Sea ice floats as seen from NASA's Operation IceBridge research aircraft in the Antarctic Peninsula region, on November 4, 2017, above Antarctica. Getty
“I was expecting to see an overall reduction in height as a consequence of mass loss, but it turns out that height increases,” Fernando Paolo, the study’s lead author, said in a statement. Paolo conducted the study while he was a graduate student and postdoc at Scripps Institution of Oceanography at the University of California San Diego.
El Niño causes snowfall to increase, especially in the Amundsen Sea sector. Though the snowfall increases the actual height of this ice shelf, El Niño events cause wind patterns in Antarctica to push warmer ocean waters towards the ice shelf, which results in the basal melting.
The satellite data from 1994 to 2017 revealed the height of the ice decreased by eight inches per year overall from ocean melting, according to the study. But during the El Niño event in 1997 and 1998, the height increased by 10 inches. The fresh snowfall, however, is much less dense than the solid ice that makes up most of the shelf. The mass, which is the most important measurement in terms of sea level rise, was decreasing although the height increased during the event. The extra snowpack was minimal compared to how much solid ice melted from below. Ice shelves lost five times more ice from below than they gained back from fresh snowfall.
Sea ice is viewed aboard NASA's research aircraft in the Antarctic Peninsula region, on November 3, 2017, above Antarctica. Getty 
El Niño events are expected to worsen and intensify in the wake of climate change, according to Paolo, now a postdoctoral scholar at NASA’s Jet Propulsion Laboratory.

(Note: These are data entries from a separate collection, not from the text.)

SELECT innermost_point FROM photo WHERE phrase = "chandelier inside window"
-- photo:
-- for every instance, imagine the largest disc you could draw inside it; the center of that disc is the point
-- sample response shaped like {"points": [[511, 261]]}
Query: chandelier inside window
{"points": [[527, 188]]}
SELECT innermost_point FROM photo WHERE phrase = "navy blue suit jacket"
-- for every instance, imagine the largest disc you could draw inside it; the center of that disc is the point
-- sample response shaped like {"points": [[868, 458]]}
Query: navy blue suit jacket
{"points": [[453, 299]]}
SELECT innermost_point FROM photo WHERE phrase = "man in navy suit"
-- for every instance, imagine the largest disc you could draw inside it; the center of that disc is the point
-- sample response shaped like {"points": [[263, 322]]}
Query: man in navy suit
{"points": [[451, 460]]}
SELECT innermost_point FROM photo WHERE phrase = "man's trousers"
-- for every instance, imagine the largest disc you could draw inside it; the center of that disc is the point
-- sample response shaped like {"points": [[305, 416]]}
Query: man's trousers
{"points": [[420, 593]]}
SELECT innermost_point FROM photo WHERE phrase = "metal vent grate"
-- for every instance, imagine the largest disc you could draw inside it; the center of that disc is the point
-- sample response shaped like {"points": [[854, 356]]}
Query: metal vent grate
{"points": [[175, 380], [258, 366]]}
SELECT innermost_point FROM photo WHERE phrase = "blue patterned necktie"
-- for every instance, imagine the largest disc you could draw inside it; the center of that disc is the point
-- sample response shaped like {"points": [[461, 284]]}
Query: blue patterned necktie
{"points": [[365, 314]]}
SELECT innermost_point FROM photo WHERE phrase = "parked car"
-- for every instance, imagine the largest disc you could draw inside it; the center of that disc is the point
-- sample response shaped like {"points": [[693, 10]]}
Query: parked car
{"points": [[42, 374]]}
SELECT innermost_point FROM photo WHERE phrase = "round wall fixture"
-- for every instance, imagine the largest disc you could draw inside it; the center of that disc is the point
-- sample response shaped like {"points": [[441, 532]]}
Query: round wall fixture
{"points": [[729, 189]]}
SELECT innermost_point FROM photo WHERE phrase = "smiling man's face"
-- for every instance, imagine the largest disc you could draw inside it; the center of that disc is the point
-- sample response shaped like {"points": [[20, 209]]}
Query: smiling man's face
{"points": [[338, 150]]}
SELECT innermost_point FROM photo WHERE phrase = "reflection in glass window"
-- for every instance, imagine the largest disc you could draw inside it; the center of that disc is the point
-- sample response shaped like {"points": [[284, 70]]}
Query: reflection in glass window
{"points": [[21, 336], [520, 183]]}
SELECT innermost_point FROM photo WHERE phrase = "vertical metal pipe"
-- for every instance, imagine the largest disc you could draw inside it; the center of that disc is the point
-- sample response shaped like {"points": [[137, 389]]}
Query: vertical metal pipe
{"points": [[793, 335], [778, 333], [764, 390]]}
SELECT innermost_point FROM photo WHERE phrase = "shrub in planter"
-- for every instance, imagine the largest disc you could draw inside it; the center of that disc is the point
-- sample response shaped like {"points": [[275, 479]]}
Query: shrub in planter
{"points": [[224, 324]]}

El Niño could affect how quickly ice shelves melt, this study reveals. That factor needs to be integrated into sea level rise models. “All that should be taken into account when we run our models to predict future behaviors of the ice shelf and the ice sheet as well,” Paolo told Newsweek.
El Niño and La Niña are the two phases of the climate cycle called El Niño—Southern Oscillation (ENSO). The cycle is influenced by the tropical Pacific waters’ temperatures, which alternate between warmer-than-average during El Niño and cooler-than-average during La Niña.
Satellite records over two decades allowed researchers to look at the processes that affect ice shelves, which helps scientists better understand how ice sheets may melt in the future. Understanding the processes behind the melting of ice shelves could help pinpoint how soon and how much sea levels will rise. Ice shelves don’t cause sea level rise on their own. Rather, the ice sheets they hold back from slipping and melting into ocean water hold the fate of coastal communities around the world in their icy grip. Ice shelves, Paolo described, function like an ice cube.
Ice floats near the coast of west Antarctica as viewed from a window of a NASA Operation IceBridge airplane on October 28, 2016, in-flight over Antarctica. Getty 
The ice shelves are "already floating in the ocean, therefore the mass that is lost by the ice shelf does not contribute to sea level rise,” he said. “It’s like having an ice cube [in] a drink. If you let the ice cube melt, the level of the drink will not change.” The ice shelf, rather, plays an “important role in controlling the speed at which these glaciers discharge ice.”
Ice shelves are already vulnerable to calving off large ice chunks. Last July, an iceberg the size of Delaware broke off the Larsen C ice shelf. How those ice shelves work with the ice sheets and glaciers are what directly relates to making more precise sea level projections. Helen Fricker, Paolo's Ph.D. adviser at the time of the study and glaciologist at Scripps, said in a statement: "The holy grail of all of this work is improving sea level rise projections."